Director of the Treasury
- In office 21 January 1800 – 22 February 1801

Member of the Council of Five Hundred
- In office 10 April – 4 September 1797

Director of the Treasury
- In office September 1790–1792

Personal details
- Born: 24 November 1736 Navarrenx, Kingdom of France
- Died: 22 February 1801 (aged 64) Paris, French First Republic

= Bertrand Dufresne =

French financier, civil servant and politician (1736–1801)

Bertrand Dufresne (24 November 1736 – 22 February 1801) was a French financier, civil servant and politician, who served in multiple senior government positions before and after the French Revolution.

== Early life ==
Born on 24 November 1736 in Navarrenx, his father was Nicolas Dufresne, a cordwainer from Versailles, who after moving to Bearn married Anne Campagnet, a local Cagot woman. In 1748 Dufresne was able to move to Bayonne to work as a bank clerk under the tutelage of Jean-François de La Borde.

== Later life ==
La Borde later recommended Dufresne to Étienne François de Choiseul, who in 1764 appointed him to the Court Bank in Versailles under Jean-Joseph de Laborde. By 1767 he was one of the two main cashiers of the Caisse d'Escompte, during which time he owned and lived at 22 Place Vendôme. By 1775, he was the controller-paymaster at the Parisian Court of Accounts. He then became first clerk of the Trésorerie générale du Royaume in 1777. He reorganised the office of general revenue in 1781. He was later appointed receiver general at the Généralité de Rouen in 1782.

The support of the Controller-General of Finances, Jacques Necker, enabled him to become a councillor of state, the intendant general of the French navy, and then from September 1790 until 1792, the director general of the public treasury; during this period he lived on Rue de Richelieu. In this period he was praised by his colleagues for his dedication to work and skill in finance.

In August 1791 he had to step aside for the six commissioners of the new National treasury.
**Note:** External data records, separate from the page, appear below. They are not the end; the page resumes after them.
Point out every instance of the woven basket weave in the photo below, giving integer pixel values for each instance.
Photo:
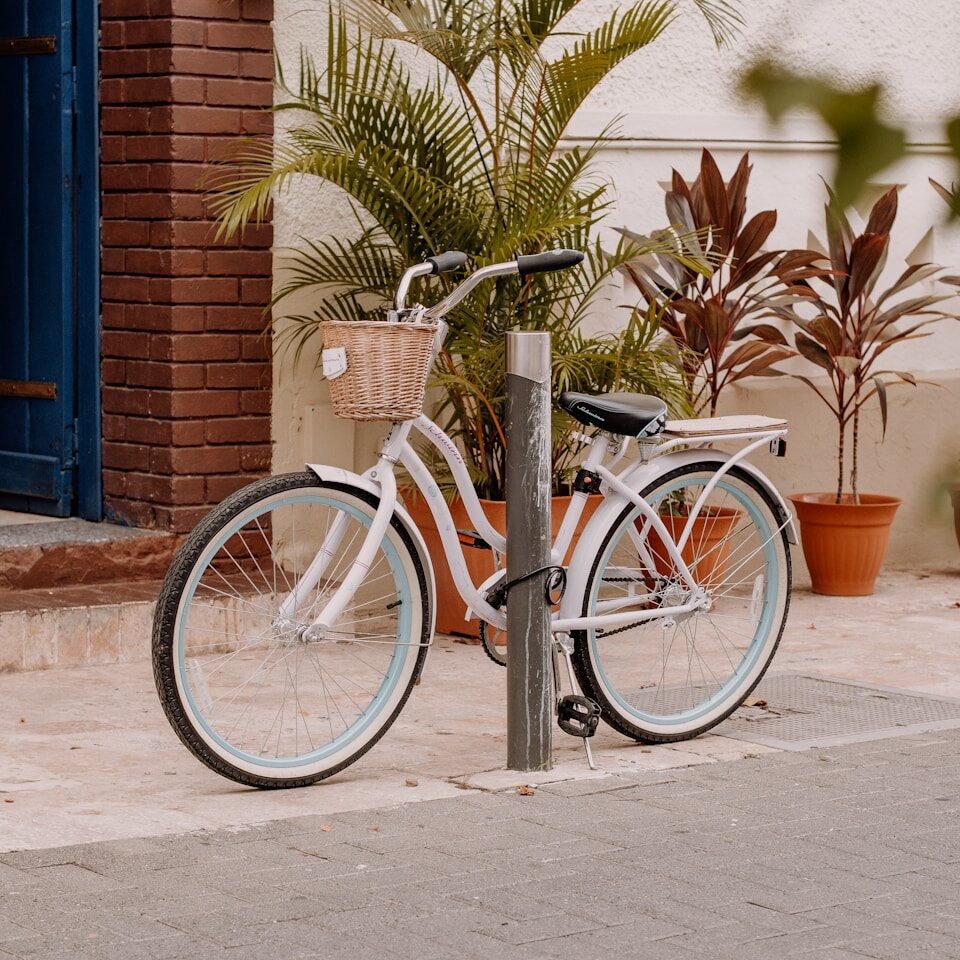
(387, 367)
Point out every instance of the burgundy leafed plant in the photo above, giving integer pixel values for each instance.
(719, 279)
(847, 329)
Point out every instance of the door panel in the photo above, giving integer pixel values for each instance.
(36, 257)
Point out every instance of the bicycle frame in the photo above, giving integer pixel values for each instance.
(613, 613)
(614, 487)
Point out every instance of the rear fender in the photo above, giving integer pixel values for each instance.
(638, 479)
(349, 478)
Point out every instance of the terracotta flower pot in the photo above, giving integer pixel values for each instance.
(955, 496)
(710, 527)
(451, 610)
(844, 543)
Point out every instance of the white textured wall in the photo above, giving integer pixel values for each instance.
(678, 95)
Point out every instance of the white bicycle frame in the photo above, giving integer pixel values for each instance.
(615, 487)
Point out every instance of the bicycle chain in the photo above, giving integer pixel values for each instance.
(488, 648)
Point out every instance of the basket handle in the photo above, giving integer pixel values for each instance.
(447, 262)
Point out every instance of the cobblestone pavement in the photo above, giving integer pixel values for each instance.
(848, 853)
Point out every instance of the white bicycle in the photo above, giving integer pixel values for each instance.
(297, 617)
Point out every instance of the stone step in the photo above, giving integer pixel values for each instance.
(90, 625)
(63, 553)
(76, 626)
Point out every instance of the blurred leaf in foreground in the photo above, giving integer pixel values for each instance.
(865, 144)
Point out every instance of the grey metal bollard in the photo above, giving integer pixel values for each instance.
(529, 685)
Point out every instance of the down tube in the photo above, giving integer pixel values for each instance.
(448, 536)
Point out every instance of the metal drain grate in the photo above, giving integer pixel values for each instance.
(809, 711)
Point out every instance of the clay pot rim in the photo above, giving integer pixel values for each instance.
(828, 500)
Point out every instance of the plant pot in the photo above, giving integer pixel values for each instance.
(710, 527)
(844, 543)
(451, 610)
(955, 497)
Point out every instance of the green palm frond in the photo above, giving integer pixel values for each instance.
(724, 17)
(464, 152)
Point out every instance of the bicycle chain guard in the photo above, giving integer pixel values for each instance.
(578, 716)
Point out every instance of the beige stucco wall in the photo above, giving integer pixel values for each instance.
(675, 97)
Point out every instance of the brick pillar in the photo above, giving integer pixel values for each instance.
(186, 374)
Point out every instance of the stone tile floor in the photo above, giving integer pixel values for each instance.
(709, 849)
(836, 854)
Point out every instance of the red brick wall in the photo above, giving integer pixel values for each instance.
(186, 374)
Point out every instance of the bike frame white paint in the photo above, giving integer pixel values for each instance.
(618, 490)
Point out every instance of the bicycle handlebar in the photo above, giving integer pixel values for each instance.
(447, 262)
(453, 260)
(548, 262)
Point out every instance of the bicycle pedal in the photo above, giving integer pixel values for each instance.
(578, 716)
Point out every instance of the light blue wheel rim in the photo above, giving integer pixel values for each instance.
(391, 677)
(764, 626)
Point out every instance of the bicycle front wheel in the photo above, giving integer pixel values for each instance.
(672, 678)
(248, 689)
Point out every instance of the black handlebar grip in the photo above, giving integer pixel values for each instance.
(446, 262)
(546, 262)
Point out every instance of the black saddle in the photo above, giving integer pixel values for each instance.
(626, 414)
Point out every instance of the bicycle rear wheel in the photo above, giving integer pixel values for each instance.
(672, 678)
(248, 692)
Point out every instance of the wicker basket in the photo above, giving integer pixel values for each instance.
(386, 368)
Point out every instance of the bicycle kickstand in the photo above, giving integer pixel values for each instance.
(577, 715)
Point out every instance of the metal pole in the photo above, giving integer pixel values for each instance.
(529, 686)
Through the revolutionary period Dufresne was a monarchist. Imprisoned during the Reign of Terror, he was then released and elected deputy for the Seine in the Council of Five Hundred on 21 Germinal in Year V (10 April 1797) and was placed in charge of public finances. As secretary of the council, he was also in charge of supplies to the armies.
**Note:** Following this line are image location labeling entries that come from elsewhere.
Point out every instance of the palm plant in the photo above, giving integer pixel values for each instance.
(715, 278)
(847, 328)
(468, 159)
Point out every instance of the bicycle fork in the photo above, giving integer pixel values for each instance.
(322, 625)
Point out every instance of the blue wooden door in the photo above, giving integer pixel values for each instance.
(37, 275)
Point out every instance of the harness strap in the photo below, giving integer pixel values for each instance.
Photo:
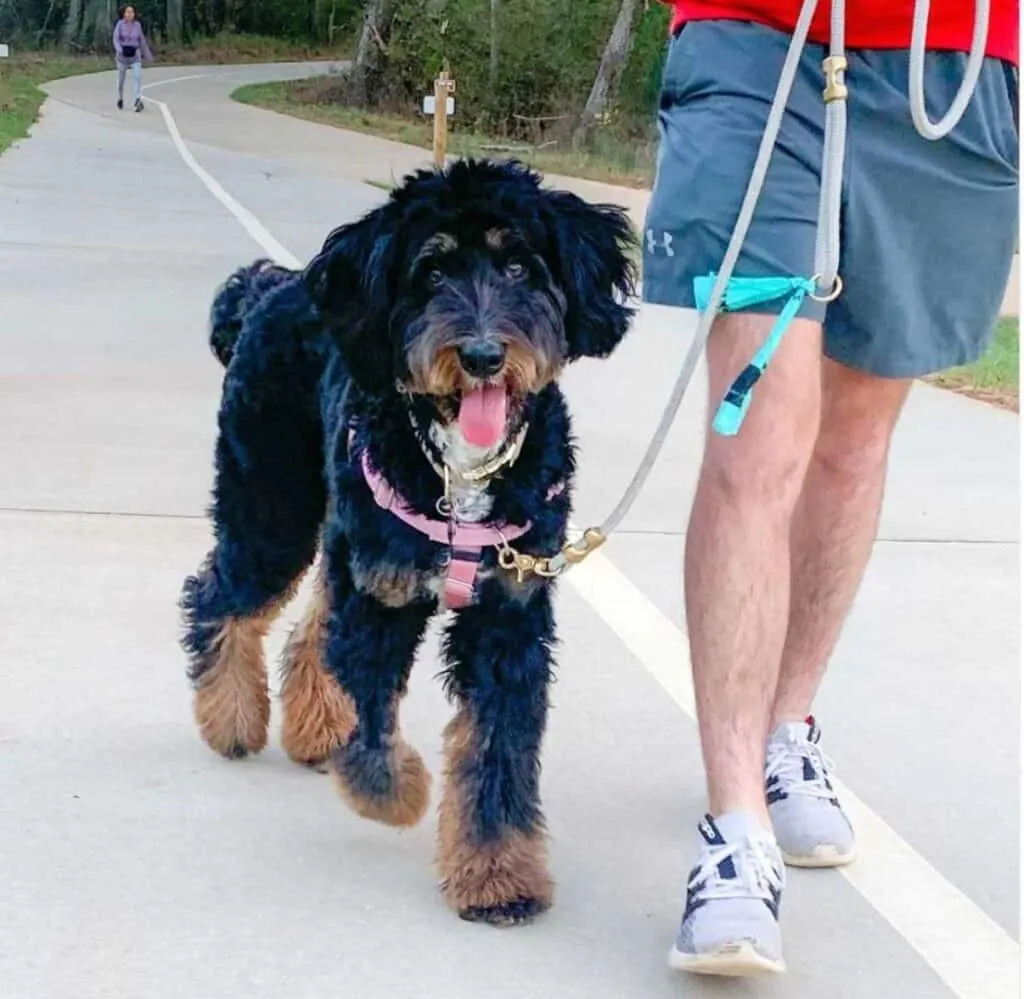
(465, 541)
Dufresne was expelled after the coup of 18 Fructidor in Year V (4 September 1797), but as a long-time ally of Charles-François Lebrun, he was finally appointed to the Conseil d'État after the coup of 18 Brumaire in Year VIII (9 November 1799). He was then appointed director general of the treasury on 1 Pluviôse in Year VIII (21 January 1800), under finance minister Martin-Michel-Charles Gaudin.

== Death ==
Dufresne died 3 Ventôse in Year IX (22 February 1801). In honour of his work, Napoleon Bonaparte commissioned a bust of Dufresne to be placed within the treasury, which was dedicated on 30 Pluviôse in Year X (19 February 1802) by François Barbé-Marbois.